The second decoding network completed by training outputs, based on the sample, a face pose change parameter corresponding to the face image in the sample.
A method for face detection, characterized in that the method is implemented by the coding network described in any one of claims 1 to 12 and a prediction network obtained by training, the method comprising:

The encoding network performs key point labeling processing on the acquired unlabeled face image, and outputs the face image marked with at least one first key point to the prediction network as a processing result;

The prediction network outputs a face model including three-dimensional or two-dimensional coordinates of at least two second key points on the face image, wherein the number of the second key points is greater than the number of the first key points.

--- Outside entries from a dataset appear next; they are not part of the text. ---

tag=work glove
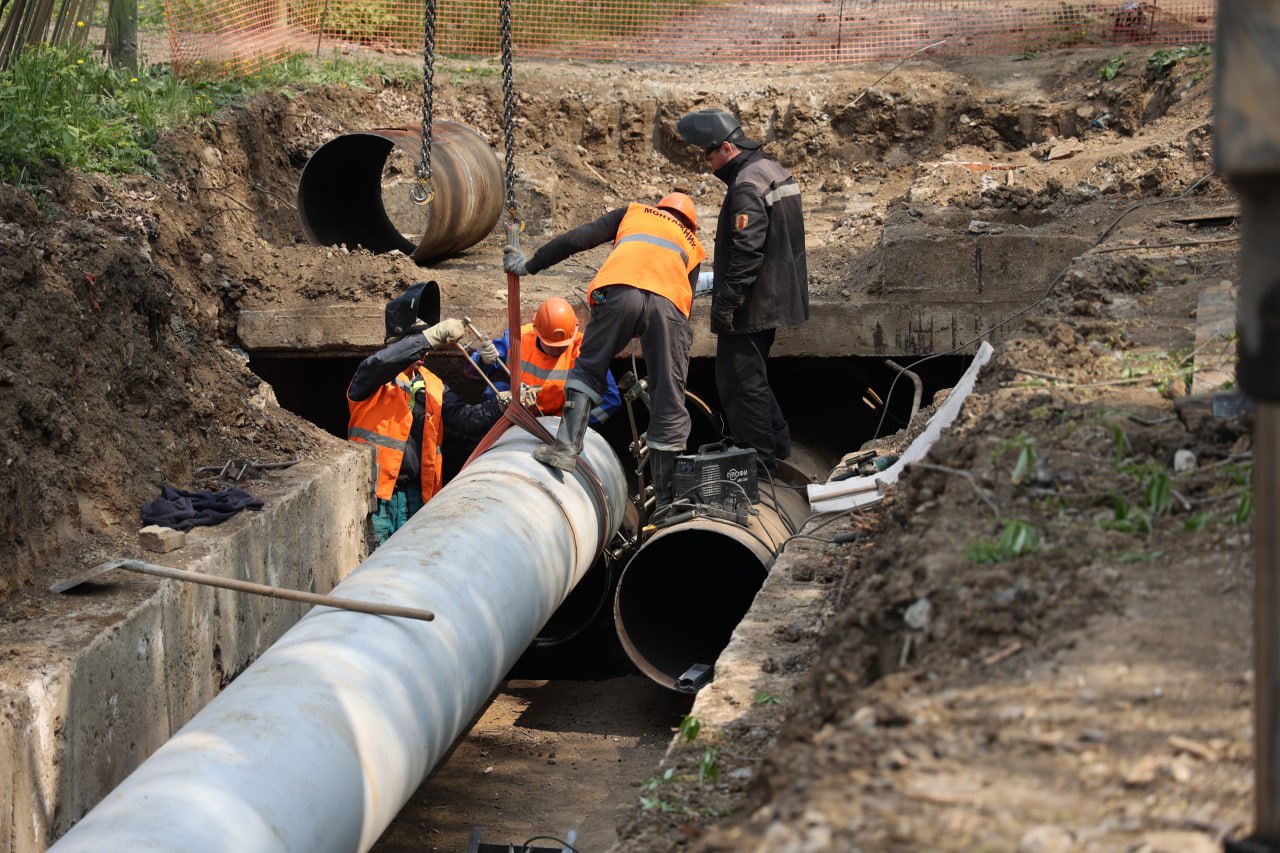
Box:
[712,311,733,334]
[520,386,543,409]
[502,246,529,275]
[422,316,467,350]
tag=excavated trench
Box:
[251,345,969,853]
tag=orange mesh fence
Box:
[165,0,1216,73]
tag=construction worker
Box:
[503,192,707,507]
[347,282,511,544]
[471,296,622,427]
[676,110,809,471]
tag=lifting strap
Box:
[463,0,614,562]
[408,0,435,205]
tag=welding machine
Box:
[671,442,760,510]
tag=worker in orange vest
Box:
[503,192,707,508]
[347,282,511,544]
[471,296,622,427]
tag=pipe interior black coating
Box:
[614,528,768,689]
[298,133,415,255]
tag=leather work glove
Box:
[520,386,543,409]
[502,246,529,275]
[422,316,467,350]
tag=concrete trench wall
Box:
[0,446,372,853]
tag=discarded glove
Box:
[502,246,529,275]
[422,316,466,350]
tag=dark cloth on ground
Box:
[142,485,262,530]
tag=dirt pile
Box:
[0,41,1252,850]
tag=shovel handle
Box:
[104,560,435,622]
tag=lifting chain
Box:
[410,0,435,205]
[498,0,525,231]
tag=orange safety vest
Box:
[586,204,707,316]
[347,366,444,503]
[520,323,582,415]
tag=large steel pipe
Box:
[613,487,806,693]
[298,122,503,264]
[52,419,625,853]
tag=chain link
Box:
[410,0,445,205]
[498,0,524,229]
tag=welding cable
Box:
[872,172,1215,439]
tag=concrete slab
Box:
[0,446,372,853]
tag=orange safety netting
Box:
[165,0,1216,73]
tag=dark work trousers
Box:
[716,329,791,471]
[564,284,694,451]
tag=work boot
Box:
[649,447,680,512]
[534,391,591,474]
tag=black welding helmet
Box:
[385,282,440,343]
[676,110,760,150]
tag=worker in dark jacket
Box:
[676,110,809,471]
[503,192,707,508]
[347,282,511,544]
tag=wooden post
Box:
[106,0,138,72]
[1213,0,1280,850]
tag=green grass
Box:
[0,46,420,184]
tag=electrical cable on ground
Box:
[872,172,1215,439]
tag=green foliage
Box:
[1098,56,1124,81]
[678,713,703,743]
[323,0,399,45]
[1147,45,1212,78]
[138,0,169,32]
[0,45,417,184]
[1101,493,1151,534]
[1021,3,1102,54]
[1231,489,1253,524]
[965,520,1039,565]
[698,747,719,785]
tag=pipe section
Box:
[298,122,503,264]
[51,419,626,853]
[613,484,806,693]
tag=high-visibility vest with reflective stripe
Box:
[347,366,444,503]
[520,323,582,415]
[586,204,707,316]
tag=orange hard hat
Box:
[658,192,698,231]
[534,296,577,347]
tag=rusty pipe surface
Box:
[51,419,626,853]
[298,122,503,264]
[613,471,808,693]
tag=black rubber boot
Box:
[534,391,591,474]
[649,447,680,512]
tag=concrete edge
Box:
[0,446,372,853]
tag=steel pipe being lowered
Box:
[298,122,503,264]
[51,419,626,853]
[613,484,808,693]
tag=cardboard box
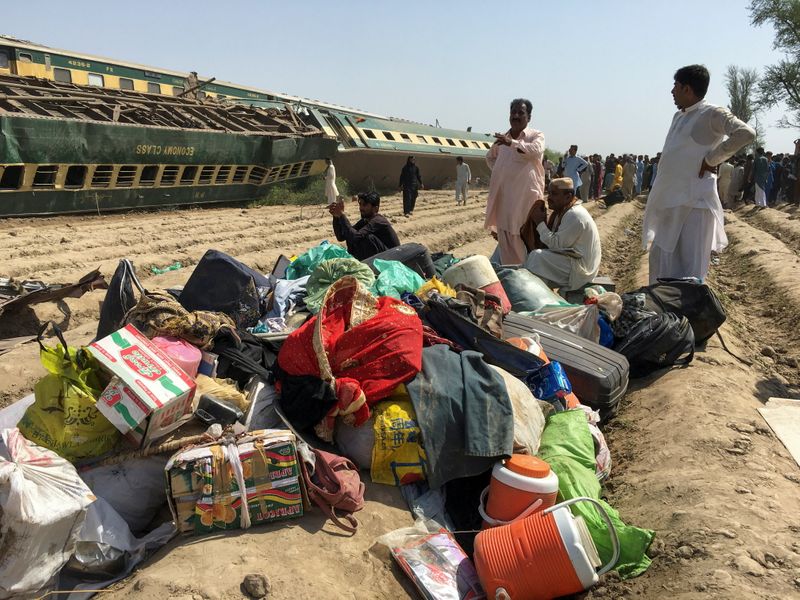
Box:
[165,430,305,534]
[88,325,195,447]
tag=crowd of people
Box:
[325,65,800,291]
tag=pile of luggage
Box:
[0,243,724,598]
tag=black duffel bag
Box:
[614,312,694,377]
[631,279,726,344]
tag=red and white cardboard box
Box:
[88,325,196,447]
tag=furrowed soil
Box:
[0,191,800,600]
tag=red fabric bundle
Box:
[278,276,422,440]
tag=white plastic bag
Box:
[0,428,95,598]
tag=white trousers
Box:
[456,181,469,204]
[756,184,767,207]
[650,209,716,285]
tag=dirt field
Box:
[0,192,800,600]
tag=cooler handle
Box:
[478,485,544,526]
[542,496,619,575]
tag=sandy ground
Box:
[0,192,800,600]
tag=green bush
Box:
[253,177,350,206]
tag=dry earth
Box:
[0,192,800,600]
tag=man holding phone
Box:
[328,192,400,260]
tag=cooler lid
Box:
[505,454,550,478]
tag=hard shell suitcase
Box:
[363,242,436,279]
[503,312,630,422]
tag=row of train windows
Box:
[53,67,219,100]
[0,161,313,191]
[362,129,491,149]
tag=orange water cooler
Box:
[474,498,619,600]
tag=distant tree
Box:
[750,0,800,129]
[725,65,764,154]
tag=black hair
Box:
[674,65,711,98]
[508,98,533,119]
[358,192,381,208]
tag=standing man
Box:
[642,65,756,284]
[484,98,544,264]
[325,158,339,206]
[717,160,733,208]
[525,177,601,291]
[397,156,422,217]
[456,156,472,206]
[328,192,400,260]
[753,147,769,208]
[636,154,644,196]
[564,144,589,196]
[622,156,636,202]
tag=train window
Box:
[117,165,138,187]
[161,165,180,186]
[53,67,72,83]
[89,73,106,87]
[33,165,58,188]
[92,165,114,187]
[247,167,269,185]
[214,167,231,183]
[181,167,197,185]
[197,166,214,185]
[0,165,25,190]
[231,166,247,183]
[139,165,158,187]
[64,165,86,190]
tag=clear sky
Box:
[0,0,800,154]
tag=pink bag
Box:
[302,448,364,533]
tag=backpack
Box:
[633,279,726,344]
[300,446,364,533]
[614,313,694,377]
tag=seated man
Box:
[328,192,400,260]
[525,177,600,291]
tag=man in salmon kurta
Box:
[484,98,544,265]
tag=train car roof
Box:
[0,34,396,123]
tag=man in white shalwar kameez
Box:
[325,158,339,205]
[642,65,755,284]
[484,98,544,265]
[525,177,602,291]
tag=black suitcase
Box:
[503,312,630,422]
[362,242,436,279]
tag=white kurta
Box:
[525,205,602,290]
[325,163,339,204]
[642,101,755,282]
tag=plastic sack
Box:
[414,277,456,300]
[521,304,600,344]
[370,396,426,486]
[306,258,375,315]
[81,455,167,531]
[539,410,655,579]
[18,324,120,461]
[372,258,425,300]
[0,429,95,598]
[490,365,544,455]
[497,268,572,312]
[284,241,353,279]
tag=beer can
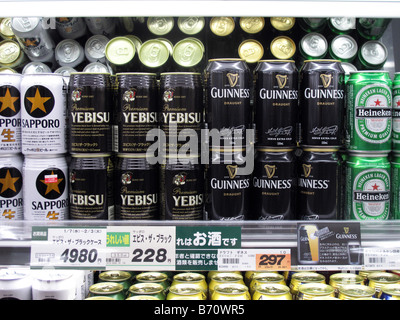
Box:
[345,71,392,153]
[344,153,392,220]
[54,39,85,68]
[297,148,342,220]
[248,272,286,295]
[0,268,32,300]
[252,148,297,220]
[289,272,325,300]
[392,72,400,152]
[32,270,76,300]
[11,17,55,62]
[254,60,298,147]
[368,271,400,298]
[22,155,69,221]
[68,72,113,153]
[116,73,158,153]
[88,282,126,300]
[390,153,400,220]
[56,17,87,39]
[114,153,159,220]
[206,149,251,220]
[21,73,67,155]
[211,283,251,300]
[69,154,114,220]
[329,272,364,297]
[299,59,345,147]
[252,283,293,300]
[0,73,22,154]
[0,154,24,221]
[379,283,400,300]
[127,282,166,300]
[296,283,335,300]
[208,272,245,296]
[338,284,375,300]
[167,283,207,300]
[204,59,253,147]
[85,34,109,64]
[159,72,204,154]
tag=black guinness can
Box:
[160,156,205,220]
[68,72,113,153]
[114,153,159,220]
[299,60,345,147]
[296,148,341,220]
[69,154,114,220]
[206,148,251,220]
[159,72,204,154]
[205,59,253,147]
[116,73,158,153]
[254,60,298,147]
[252,148,297,220]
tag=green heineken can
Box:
[392,72,400,152]
[391,152,400,219]
[345,71,392,154]
[344,153,391,220]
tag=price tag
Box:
[107,226,176,270]
[30,227,106,270]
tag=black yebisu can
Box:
[296,148,341,220]
[116,73,158,153]
[254,60,298,147]
[159,72,204,153]
[114,153,159,220]
[299,60,345,147]
[206,148,251,220]
[69,154,114,220]
[204,59,253,147]
[68,72,113,153]
[160,156,205,220]
[252,148,297,220]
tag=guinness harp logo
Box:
[303,164,312,178]
[226,164,237,179]
[275,74,287,89]
[264,164,276,179]
[319,74,332,88]
[226,73,239,87]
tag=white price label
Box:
[31,227,106,270]
[107,226,176,270]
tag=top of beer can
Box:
[11,17,42,33]
[54,39,84,67]
[330,35,358,61]
[0,18,15,39]
[99,270,132,282]
[85,34,109,62]
[0,40,22,67]
[139,39,170,68]
[178,17,206,35]
[239,17,265,34]
[270,17,296,31]
[238,39,264,63]
[329,17,356,31]
[359,40,388,66]
[22,61,51,75]
[210,17,235,37]
[105,37,136,65]
[300,32,328,58]
[270,36,296,60]
[147,17,174,36]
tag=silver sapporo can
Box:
[0,73,21,153]
[21,73,67,155]
[0,154,24,221]
[22,155,69,221]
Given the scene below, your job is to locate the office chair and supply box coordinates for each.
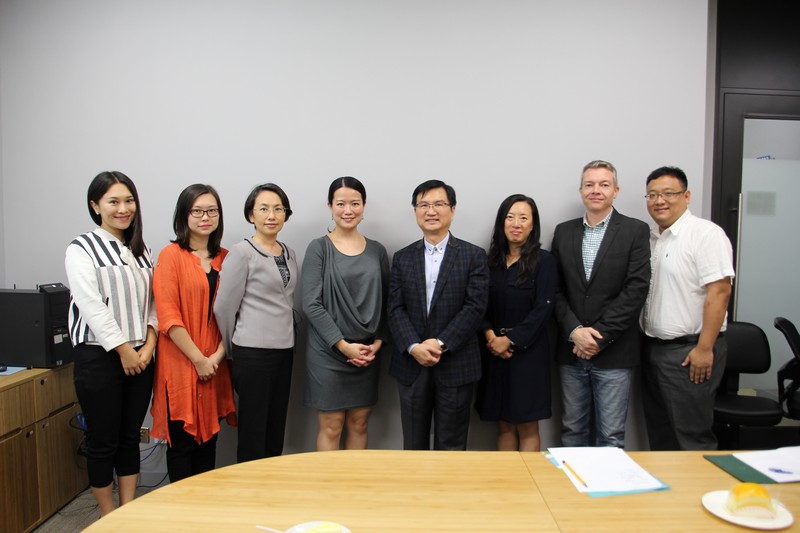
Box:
[775,316,800,420]
[714,322,783,450]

The method for face detection according to claim 19, wherein the encoding network and the prediction network obtained by training are installed on a mobile terminal.
A computer storage medium storing computer program code which, when executed on a processor, causes the processor to perform the steps of the method of any one of claims 13 to 20.
A terminal device, comprising a memory, a processor, and a computer program stored on the memory and running on the processor, wherein the processor implements the method of any one of claims 13 to 20 when the processor executes the program. step.